It’s nearly 11pm and it’s way past Harry, my 7 year old’s, bedtime. He’s nowhere near ready for bed. In fact we’re not even in our own house. We’re still at a friends and not only Harry, but all of us are both wide awake and also in a state of nervous anxiety, terrified at the prospect of what’s about to take place.
This sounds a bit like the climax to a classic R.L Stine ‘Goosebumps’ novel, but the reality is far worse than that – we’re about to experience England…. in a penalty shootout **shudders**
The first penalty shootout drama I can actually remember was England versus Spain at Euro 96, a shootout England actually won. I was 12 at the time, and this was followed a few days later by the much more familiar experience of England losing at penalties (to the Germans).
Harry was 4 years old at the time of the last World Cup in Russia. Not tainted by years of England ‘hurt’, he witnessed them reach the semi-final, a wonderful achievement in itself. Still, he’d caught the football bug that summer and got a bit upset when England lost in extra time to Croatia. It took a big cuddle from mummy (who had long since retired to read in bed) to comfort him.
This time around 7 year old Harry, who was now more accustomed to England losing football matches than in 2018, witnessed something remarkable, England getting to an actual final -something I’d not seen in my 37 years of following the national team. And so the expectations were again set. This time we even scored in the first 2 minutes and looked set to win an actual football tournament (and that without losing a match).
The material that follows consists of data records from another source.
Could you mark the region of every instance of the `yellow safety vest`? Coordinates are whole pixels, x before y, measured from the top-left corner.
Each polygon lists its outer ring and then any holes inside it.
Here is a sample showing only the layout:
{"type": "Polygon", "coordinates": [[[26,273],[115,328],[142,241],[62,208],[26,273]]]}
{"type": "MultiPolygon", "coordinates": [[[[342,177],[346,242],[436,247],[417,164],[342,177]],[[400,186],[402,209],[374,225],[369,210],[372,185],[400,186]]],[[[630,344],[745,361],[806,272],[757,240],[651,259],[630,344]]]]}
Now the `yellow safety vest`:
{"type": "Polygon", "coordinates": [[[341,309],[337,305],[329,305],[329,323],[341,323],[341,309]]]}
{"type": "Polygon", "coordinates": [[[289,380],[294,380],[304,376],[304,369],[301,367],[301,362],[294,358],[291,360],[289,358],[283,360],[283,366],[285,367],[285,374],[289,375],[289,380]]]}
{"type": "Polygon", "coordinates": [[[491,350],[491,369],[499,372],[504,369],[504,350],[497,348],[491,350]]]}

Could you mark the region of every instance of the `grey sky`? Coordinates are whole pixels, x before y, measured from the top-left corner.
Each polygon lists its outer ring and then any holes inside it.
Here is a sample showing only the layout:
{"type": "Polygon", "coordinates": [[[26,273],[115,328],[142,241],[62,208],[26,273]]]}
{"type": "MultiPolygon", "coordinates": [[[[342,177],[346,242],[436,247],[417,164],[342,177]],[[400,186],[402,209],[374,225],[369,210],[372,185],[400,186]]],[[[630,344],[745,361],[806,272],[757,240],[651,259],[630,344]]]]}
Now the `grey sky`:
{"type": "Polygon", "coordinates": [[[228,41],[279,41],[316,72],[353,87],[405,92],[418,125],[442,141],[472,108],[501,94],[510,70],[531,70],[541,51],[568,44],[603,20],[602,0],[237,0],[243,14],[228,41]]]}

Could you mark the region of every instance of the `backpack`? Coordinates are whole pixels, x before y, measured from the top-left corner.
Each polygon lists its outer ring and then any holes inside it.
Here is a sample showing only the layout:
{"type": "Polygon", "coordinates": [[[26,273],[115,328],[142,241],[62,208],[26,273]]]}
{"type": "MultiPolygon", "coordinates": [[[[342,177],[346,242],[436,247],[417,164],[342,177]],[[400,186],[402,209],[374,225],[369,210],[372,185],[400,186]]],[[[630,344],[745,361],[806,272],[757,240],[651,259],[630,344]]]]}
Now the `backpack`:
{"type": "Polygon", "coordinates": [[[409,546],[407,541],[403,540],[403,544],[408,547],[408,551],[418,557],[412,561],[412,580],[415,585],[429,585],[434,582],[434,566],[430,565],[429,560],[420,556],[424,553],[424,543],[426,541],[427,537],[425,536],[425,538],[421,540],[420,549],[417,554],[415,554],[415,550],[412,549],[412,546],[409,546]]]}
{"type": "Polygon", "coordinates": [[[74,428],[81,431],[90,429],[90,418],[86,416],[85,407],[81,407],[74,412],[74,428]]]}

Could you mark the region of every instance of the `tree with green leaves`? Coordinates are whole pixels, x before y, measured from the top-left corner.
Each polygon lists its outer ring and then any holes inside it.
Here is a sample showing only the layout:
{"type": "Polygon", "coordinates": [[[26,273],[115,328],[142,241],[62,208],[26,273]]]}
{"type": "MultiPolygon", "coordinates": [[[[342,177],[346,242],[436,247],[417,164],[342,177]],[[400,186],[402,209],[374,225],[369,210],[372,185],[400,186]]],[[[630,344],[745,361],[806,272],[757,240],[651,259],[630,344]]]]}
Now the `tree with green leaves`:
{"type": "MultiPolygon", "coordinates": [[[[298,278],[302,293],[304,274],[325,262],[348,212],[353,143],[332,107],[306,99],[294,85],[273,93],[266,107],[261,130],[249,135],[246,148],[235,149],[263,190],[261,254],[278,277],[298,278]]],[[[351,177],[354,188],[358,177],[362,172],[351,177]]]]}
But finally, the reality of supporting England kicked in for Harry, Italy scored, looked like scoring more and eventually the match went to penalties (you know the rest).
As a parent, watching the football with my children has in fact been a liberating experience. Pre-kids, the event was generally all about me, about my nerves, about how I felt, about managing the inevitable disappointment for myself. But with Harry, (Josh is thus far only interested in football insofar as it allows him to stay up late eating snacks and playing Lego – Oh how envious I am!) I feel a responsibility to him, a desire to simply enjoy the match together, as an experience of father and son, something we will look back on in years to come and be able to say we shared together, win, lose or draw. My enjoyment of the match is actually far more firmly rooted in the fact I’m sharing it with him, than in the end result.
Don’t get me wrong, I was still a nervous wreck who cheered loudly and had that feeling like a balloon being deflated when England finally succumbed. But as a parent and a father, it was a moment of togetherness with Harry, shared passion, shared excitement, even shared disappointment that ultimately creates a bond which goes far deeper and is far more satisfying than winning a football match (even a final with England!).
‘Enjoying’ football like that, through the prism of my son’s experience, also allowed me to put the disappointment into perspective, because I knew it was my responsibility as a parent to be an example to Harry in how we react to failure or defeat.
So driving home in the car after was really special, in fact I’d probably go so far as to say it was more special because we lost. Disappointed yes, but what it gave us was the chance to speak about how well the team had performed and whilst they hadn’t won, we could still be proud of them because they’d given their all, which was all we could ask of them. We talked of the great times we’d had watching together, getting excited and cheering every goal.
It also allowed us to talk about the place sport has in our lives, of the joy it brings but the fact that ultimately it’s just 22 people kicking a ball around a field. In this week of all weeks as we remember their mummy, Rachel’s, passing, that message seemed most apt.
So no tears for Harry this time, lots of happy memories that we’ll take with us, and just a smidge of disappointment, which I feel sets him up nicely for a lifetime of supporting England.